According to retail sales data released earlier in the month the retail environment remains constrained. July sales were expected to increase by around 0.2%. Instead they were flat. The reading is particularly disappointing in light of the improvement in the second quarter of the year. Q2 saw annualised growth in retail sales of 1.5%. Not great, but a significant lift on Q1’s 0.2% and the average 0.5% over 2016.

Wages and inflation are inextricably linked by consumer behaviour. Wage increases lift consumer spending, putting upward pressure on prices and inflation. Increasing prices induce business expansion, increasing demand for labour and then wages. This process feeds on itself. The problem for the economy in general and central bankers in particular is how to kick start this virtuous circle.

Business investment is picking up as the drag from the mining boom drops off. The key to economic recovery is therefore in the hands of the consumer. However the lowest wages growth in decades is weighing on consumer sentiment. The concern has eased somewhat. Australian household savings ratios have dropped from above 10% to just below 5%, but this is still indicative of conservative consumers.

Economic optimists suggest this weakness in wages is largely a function of the economic cycle, and will turn (eventually). The pessimists put the lack of wages growth down to structural factors. Increasing automation and increasing use of technology means businesses need fewer workers. More and more workers are shifting into the “gig” economy, doing piecework as contractors.

This fracturing of the workforce gives individuals far less bargaining power, and some suggest companies are exploiting this softer employment market. The doomsayers maintain this structural change means wage growth will never return to “normal” levels again.
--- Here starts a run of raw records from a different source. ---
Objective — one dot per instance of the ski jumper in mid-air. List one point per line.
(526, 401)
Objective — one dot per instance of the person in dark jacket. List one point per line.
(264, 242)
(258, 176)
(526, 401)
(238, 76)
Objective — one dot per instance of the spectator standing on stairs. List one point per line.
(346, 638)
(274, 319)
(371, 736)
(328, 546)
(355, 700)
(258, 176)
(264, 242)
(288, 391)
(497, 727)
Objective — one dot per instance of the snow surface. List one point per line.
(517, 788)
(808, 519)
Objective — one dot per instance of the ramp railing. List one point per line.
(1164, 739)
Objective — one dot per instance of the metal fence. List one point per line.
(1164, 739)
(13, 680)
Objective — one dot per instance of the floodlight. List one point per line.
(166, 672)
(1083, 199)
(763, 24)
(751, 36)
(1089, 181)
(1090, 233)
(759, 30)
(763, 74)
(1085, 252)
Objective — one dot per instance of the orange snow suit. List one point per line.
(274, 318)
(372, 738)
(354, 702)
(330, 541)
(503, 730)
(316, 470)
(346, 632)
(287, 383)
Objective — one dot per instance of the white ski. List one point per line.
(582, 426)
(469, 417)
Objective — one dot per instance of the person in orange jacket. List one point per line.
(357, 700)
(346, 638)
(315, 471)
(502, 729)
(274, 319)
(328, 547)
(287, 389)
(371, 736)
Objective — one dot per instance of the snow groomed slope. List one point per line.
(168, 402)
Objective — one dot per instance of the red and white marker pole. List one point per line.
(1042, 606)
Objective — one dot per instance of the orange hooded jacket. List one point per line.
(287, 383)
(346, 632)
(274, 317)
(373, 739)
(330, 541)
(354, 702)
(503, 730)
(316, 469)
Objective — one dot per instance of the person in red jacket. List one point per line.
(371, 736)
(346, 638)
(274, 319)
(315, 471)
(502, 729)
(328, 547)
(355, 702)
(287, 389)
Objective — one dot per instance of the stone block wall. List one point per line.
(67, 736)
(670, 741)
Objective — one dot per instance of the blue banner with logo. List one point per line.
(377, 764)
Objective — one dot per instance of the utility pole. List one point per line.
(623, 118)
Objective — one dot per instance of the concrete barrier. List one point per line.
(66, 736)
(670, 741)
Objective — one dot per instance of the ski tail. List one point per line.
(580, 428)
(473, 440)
However a pick-up in job advertisements that correlates to the fall in unemployment in recent years indicates at least part of the current softness in wages is cyclical. Once this cycle starts it can be hard to slow, and eventually leads to outbreaks of higher inflation. That’s a problem for another time.

Global growth expectations are moving upward consistently for the first time since the GFC. The next twelve months will likely expose the question of whether the current low level of wages growth is temporary or permanent. Share markets price the future, so investors may not wait for the final result if there is an uptick at the next reading of the wage price index due in November. The optimists may start moving on retail stocks before then if other growth related data remains positive.

Fear of Amazon has driven retail stocks to lower levels over the last two months. The sell down may be viewed as sentimental rather than numeric, especially considering the fact that Amazon accounts for around 3% of all USA non-food sales. How quickly do the bears think that Amazon can grab markets share in Australia?

Contrarian investors are running their rulers over the sector right now. Just like questions surrounding wages the retail sector is subject to both structural and cyclical factors, meaning not all stocks are primed for strong recoveries. Myer reported last week that in the most recent half year like for like sales fell by around 1.5%. It’s difficult to reconcile their often stated rationale of a weak retail environment with the breakdown of the quarterly retail sales data that showed department store sales grew at 0.4% in Q1 and then 3.1% pa in Q2.

On the other hand Retail Food Group is a much more interesting proposition. RFG franchise well-known names like Michele’s Patisserie, Gloria Jean’s, Dunkin Donuts, Crust Pizza and many others. Trading near yearly lows, analysts expect it to grow sales at around 5% pa over the next three years. After the recent sell down it’s trading on a lower Price to Earnings ratio of 10x, and has an estimated dividend yield including franking around 9.5%. Tasty.